Breslau, dimanche 3 novembre 1940
Déjà novembre. Déjà et seulement, car je voudrais être au mois de mars 41. Je serais sûrement près de la quille (cf note de bas de page) à ce moment-là. D'après les ouvriers civils, nous serons en France d'ici quelques mois. Et si c'était vrai ? Enfin, j'attends et j'espère. Il n'y a que cela à faire.

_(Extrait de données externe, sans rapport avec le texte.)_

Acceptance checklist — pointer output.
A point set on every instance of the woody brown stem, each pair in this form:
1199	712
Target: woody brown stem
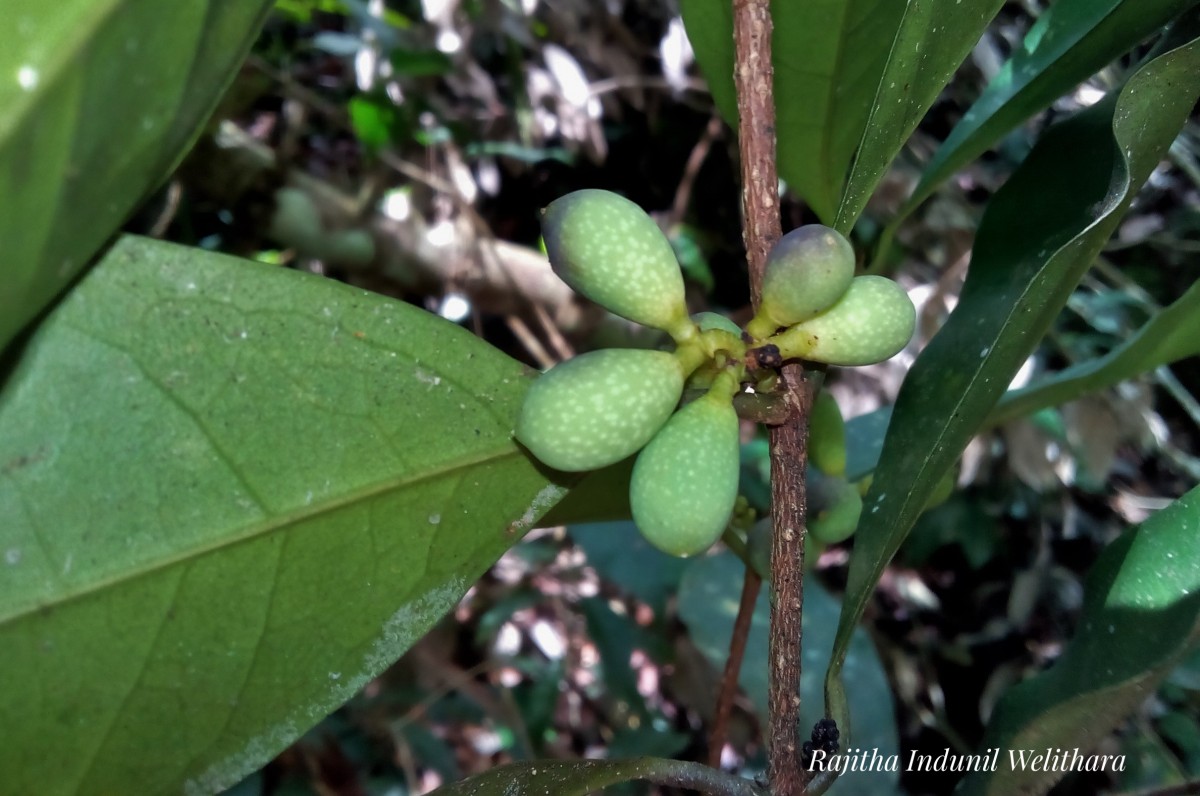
760	196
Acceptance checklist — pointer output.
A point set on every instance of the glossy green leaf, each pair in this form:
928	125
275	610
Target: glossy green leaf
1171	335
1071	41
1141	615
585	777
233	495
99	100
934	37
708	604
1038	237
828	57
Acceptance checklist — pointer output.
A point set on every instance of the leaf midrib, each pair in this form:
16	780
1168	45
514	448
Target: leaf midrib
58	64
257	531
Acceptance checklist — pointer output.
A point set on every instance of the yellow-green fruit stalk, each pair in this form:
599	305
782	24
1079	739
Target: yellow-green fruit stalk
807	271
685	482
835	507
874	321
827	436
600	407
607	249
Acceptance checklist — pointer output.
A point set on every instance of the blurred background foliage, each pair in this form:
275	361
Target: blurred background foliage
408	145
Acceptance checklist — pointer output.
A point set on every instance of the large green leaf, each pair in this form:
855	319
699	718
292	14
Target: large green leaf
99	99
1141	615
828	55
1071	41
1170	335
708	605
232	495
1039	234
934	39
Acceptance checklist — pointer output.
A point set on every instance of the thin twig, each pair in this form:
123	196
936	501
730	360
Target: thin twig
760	192
750	586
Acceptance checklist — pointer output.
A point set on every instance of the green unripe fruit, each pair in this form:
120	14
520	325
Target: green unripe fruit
874	321
599	408
835	508
827	436
807	271
709	321
685	482
607	249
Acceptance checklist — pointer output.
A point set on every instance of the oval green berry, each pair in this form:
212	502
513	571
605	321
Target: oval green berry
711	321
600	407
837	504
827	436
607	249
874	321
807	271
685	482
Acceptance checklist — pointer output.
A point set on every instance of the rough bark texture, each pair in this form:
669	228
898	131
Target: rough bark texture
756	139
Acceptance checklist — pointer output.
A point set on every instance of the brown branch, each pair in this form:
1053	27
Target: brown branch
733	666
760	195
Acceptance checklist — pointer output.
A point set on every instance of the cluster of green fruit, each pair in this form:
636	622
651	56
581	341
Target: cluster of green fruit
606	405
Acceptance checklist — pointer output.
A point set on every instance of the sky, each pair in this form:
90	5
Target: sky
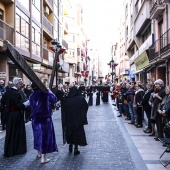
101	19
101	22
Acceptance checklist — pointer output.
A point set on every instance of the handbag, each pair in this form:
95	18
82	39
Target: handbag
125	102
166	130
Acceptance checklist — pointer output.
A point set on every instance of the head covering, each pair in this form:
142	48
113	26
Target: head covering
16	80
1	82
34	86
73	92
159	81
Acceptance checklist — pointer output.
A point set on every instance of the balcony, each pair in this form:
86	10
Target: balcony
64	43
48	26
65	28
7	1
154	50
166	1
45	54
6	32
165	42
142	18
160	46
50	58
157	8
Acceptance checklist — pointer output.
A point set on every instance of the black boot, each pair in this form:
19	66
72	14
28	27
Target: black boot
76	151
70	148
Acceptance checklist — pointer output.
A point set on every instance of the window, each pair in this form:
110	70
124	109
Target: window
56	10
25	3
36	9
146	34
70	37
36	39
22	28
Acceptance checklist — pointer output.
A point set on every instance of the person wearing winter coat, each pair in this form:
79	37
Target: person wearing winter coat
138	103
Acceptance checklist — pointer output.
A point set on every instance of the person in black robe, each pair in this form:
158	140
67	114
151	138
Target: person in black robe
98	97
90	102
74	116
15	139
105	91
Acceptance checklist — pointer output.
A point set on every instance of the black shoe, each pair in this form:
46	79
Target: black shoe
156	139
148	131
76	152
139	126
152	134
70	148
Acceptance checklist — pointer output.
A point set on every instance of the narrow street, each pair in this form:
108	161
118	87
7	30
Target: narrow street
110	146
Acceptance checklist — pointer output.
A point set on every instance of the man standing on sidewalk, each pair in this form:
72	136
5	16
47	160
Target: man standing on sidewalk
15	139
130	98
74	116
42	124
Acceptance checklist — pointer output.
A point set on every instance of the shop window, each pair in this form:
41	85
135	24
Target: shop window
22	28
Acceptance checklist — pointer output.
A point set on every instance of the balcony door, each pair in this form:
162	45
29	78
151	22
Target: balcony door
1	18
160	33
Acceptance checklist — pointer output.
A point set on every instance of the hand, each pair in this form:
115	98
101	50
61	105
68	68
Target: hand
159	111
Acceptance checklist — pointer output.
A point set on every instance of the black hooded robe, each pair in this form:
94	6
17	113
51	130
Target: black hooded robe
74	117
15	139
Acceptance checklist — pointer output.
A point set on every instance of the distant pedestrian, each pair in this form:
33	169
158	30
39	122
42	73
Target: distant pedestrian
90	102
74	116
98	97
15	139
42	124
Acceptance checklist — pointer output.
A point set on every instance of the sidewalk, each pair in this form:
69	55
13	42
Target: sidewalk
149	149
112	144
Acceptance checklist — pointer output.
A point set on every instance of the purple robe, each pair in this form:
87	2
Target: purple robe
42	125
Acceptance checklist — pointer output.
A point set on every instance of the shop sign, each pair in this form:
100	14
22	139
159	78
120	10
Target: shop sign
2	75
36	66
142	61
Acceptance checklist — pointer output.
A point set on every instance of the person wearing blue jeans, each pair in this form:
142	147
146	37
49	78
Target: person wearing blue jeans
131	111
130	98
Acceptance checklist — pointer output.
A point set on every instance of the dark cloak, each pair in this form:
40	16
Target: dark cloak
74	117
42	124
98	98
15	139
90	102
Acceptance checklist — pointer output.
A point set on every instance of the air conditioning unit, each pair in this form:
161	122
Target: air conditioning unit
47	10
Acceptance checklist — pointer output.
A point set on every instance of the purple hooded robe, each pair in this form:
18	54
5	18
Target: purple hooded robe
42	125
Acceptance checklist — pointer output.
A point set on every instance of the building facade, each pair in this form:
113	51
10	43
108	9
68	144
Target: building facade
147	39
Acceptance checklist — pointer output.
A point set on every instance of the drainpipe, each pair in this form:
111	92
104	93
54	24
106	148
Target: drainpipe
167	23
167	73
167	69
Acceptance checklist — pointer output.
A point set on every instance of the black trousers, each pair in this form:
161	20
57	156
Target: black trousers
139	113
159	125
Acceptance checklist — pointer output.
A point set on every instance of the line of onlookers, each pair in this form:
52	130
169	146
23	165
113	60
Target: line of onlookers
134	100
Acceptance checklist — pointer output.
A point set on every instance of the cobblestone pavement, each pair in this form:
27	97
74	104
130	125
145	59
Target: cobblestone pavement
107	147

J'ai reçu cette semaine avec une très grande joie, deux colis : un d'un kilo et un de cinq. Il y avait du linge et de la nourriture : du chocolat, du sucre, des gaufrettes et des conserves. J'ai tout ce qu'il faut maintenant. Je suce de temps en temps un morceau de sucre ou de chocolat. Je me régale avec les gaufrettes. Je mets de côté les conserves au cas où l'on partirait d'ici. Nous avons touché également 26 marks et 60 pfennigs cette semaine. J'ai acheté du cirage, du fil, une aiguille, du tabac et un briquet. Nous sommes très bien ici. Nous laissons des restes à tous les repas maintenant. Ce n'est plus Sagan. Nous avons mangé du chou rouge et un beau morceau de viande ce midi.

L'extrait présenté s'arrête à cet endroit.